NYC 2017 - 2019.

 A look in the world of people collecting bottles and cans on the streets of New York City and the business that surrounds it. 

Is the trash singing? Project description Margaux Helleu 

The Lower East Side was my little American ‘mise en bouche’ to the making of this project. 

 

Thursday, September 7th 2017, it's 5 AM, a truck smashes the collected glass with ease. I look outside and seeing a silhouette that is accompanied by bags of cans and bottles, was a call to go downstairs to investigate... 

A Chinese lady, in her 70’s is covered from head to toes with layers of clothes, hats and gloves. 

She explained to me how the business worked here as we walked and collected threw the night with her two big bags hanging from a bamboo stick. 


The following Monday after class, I get on the F train around 6.30 pm

A Chinese lady is sleeping in the corner of the train car. 

Next to her are two bags filled with bottles and cans resting on each other. 

As she was trying to sleep I didn’t want to bother her but funnily enough, since then we met around the same time, around the same seat.

In October, stumbling upon 'Sure We Can' became the place to transforming my story into this project. 

'Sure We Can, located in Bushwick, is an NGO founded by Ana De Luco and Eugene Gadsden. Focused on recycling, composting and on educating the neighborhood about their mission, They offer the canners a place to work, select and count the bottles and cans, with a place to store them. 

Canners from all around meet and work around each other, exchange bottles and keep their mind busy for the day. 

Spanish music is blasting around accompanied with the orchestra of bags, bottles, glass and cans. 

After coming back often to this redemption center, I got to select with Maria. 

Maria meticulously classifies plastic bottles by brands once they are collected. 

Working at the center for two, three months was interesting but the bottles were already all in bags. I was intrigued to learn more about the people in the streets collecting them, what i had been doing in Hong Kong.

In January 2018, I met José and that’s where it took a new turn. I got used to working with them but the streets were different. In HongKong, as much as i used gestures, asked my doorman or use google translate to communicate, language had still been a bit of a barrier.

José speaks fluent english so i think with the time this helped and motivated me not only to take pictures to document or memories but to try to use them further, I was starting to see the potential of this project and how my years in Hong Kong had taught me so much already and this idea of a guide came to mind.

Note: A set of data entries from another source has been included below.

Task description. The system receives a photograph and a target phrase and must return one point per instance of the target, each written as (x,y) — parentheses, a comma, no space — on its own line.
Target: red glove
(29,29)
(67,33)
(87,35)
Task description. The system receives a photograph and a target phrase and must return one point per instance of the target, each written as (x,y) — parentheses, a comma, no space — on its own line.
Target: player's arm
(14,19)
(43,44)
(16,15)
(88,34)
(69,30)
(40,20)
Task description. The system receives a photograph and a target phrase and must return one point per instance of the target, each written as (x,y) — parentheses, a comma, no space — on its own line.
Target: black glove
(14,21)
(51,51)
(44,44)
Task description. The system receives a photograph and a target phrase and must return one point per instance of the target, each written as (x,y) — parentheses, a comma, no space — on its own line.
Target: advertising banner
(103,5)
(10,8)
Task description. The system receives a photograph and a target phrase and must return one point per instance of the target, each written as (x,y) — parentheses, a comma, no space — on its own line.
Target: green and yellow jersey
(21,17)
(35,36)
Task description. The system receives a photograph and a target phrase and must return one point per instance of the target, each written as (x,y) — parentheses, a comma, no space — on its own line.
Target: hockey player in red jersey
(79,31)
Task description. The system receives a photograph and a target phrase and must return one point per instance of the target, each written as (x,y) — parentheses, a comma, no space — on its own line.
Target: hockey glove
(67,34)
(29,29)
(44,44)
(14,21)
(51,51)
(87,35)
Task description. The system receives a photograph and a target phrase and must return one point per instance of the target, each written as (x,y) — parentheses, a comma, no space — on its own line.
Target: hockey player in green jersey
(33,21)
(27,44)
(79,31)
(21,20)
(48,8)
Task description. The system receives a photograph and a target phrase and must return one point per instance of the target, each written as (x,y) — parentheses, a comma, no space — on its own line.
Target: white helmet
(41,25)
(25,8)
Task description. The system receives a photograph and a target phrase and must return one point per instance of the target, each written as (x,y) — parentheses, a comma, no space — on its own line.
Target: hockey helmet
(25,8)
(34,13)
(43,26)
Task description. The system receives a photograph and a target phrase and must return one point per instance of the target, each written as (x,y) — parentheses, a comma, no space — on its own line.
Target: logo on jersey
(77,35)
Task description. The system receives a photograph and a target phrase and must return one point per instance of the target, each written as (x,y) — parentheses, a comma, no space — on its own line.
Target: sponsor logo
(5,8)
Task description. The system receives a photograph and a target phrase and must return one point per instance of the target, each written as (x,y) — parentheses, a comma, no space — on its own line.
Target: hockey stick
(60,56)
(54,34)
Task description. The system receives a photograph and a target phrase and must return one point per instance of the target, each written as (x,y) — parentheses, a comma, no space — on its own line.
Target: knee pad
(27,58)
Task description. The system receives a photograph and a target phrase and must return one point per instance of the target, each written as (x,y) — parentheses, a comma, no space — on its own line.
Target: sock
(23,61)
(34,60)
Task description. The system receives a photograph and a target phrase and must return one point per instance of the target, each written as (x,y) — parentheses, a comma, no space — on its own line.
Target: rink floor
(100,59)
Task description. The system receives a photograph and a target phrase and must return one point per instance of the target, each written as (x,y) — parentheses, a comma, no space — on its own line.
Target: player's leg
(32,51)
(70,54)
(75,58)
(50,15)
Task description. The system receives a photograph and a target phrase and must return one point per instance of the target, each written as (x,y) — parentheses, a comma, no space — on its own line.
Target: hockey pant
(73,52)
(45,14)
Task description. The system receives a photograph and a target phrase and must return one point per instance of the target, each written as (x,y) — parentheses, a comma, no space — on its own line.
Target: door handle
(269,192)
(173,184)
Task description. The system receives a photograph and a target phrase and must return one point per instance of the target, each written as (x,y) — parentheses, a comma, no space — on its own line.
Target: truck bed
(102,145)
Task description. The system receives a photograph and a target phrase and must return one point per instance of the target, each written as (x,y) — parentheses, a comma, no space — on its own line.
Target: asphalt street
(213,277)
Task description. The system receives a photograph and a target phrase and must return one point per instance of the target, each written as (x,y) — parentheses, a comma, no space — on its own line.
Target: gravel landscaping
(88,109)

José is a sixty five years old Puerto Rican man who’s been living in New York for quiet a while. That day, he was waiting for bottles to get down from a building. His usual Tuesday 4 pm

We talked for a bit, and I asked him to met the next day, and the day after that.

We met four times a week to go collect around Mid-Town. 

This lasted for two years. 

He has been collecting for about nine years in Manhattan. 

He goes out on the streets four times a week from 10 am to 5 pm.
Often takes short breaks in between the buildings and walks about forty fifty blocks a day,
He collects to keep his mind busy and to earn some pocket money while cleaning up the streets. 

He starts by collecting from the buildings, where the bottles are often a bit cleaner. Gloves on and the search to the singing trash started.
‘Is the trash singing?’ José had made a whole game and song to collect. 

I got to know New York by it’s trash bags and walks with José, it was great.
Once the buildings done, we would walk up to Times Square collecting bottles on the way. 

Meeting his friends along the way, days would often finish by sitting for a while with a slice of pizza. 

The treasures and the walk in the city speaks for its self, we could pick up 1600 cans and bottles on a regular day, translating to 80 dollars; and a possibility to make up to 100 to 150 dollars on a warm and sunny day, where people tend to drink more.
It varies a lot, depending on the time and weather, but at the end of the day, you are always sure to find some bottles, and other objects.. MacBook Pro, cigars, 

beach chairs, fur coats , speakers and much more..

Other families could earn up to 300 dollars per day by collecting five times a week and with a good organization. 

The aim was and is , to use my photographs as a way of guiding someone through the process of collecting. 

A pocket size black and white photographic guide explaining the process and showing the work of the canners. 

With the help of Jose for the main advices, and the stories of the other canners, the guide enriched and close to finalisation. 

I would like to spread this guide on the streets, translate it into Spanish and Chinese, and other languages if possible, and really put it the out there. I think it is also to have a version were it would only be photography, a bit like the IKEA guides, they are universal because there are very few, if no words.. It would be very simple but simple enough to be understood by everybody and buy showing how much you can collect i hope it can motivate some to start the process.

If executed well, the project accomplishes two core objectives.
First, it helps disadvantaged people and gives them an opportunity to create a fair wage for themselves.
Secondly, it creates a new dynamic of cleaning up the streets while keeping your mind busy... to be continued

This is a story about changing people’s perceptions on how we treat the canners and how we treat our planet.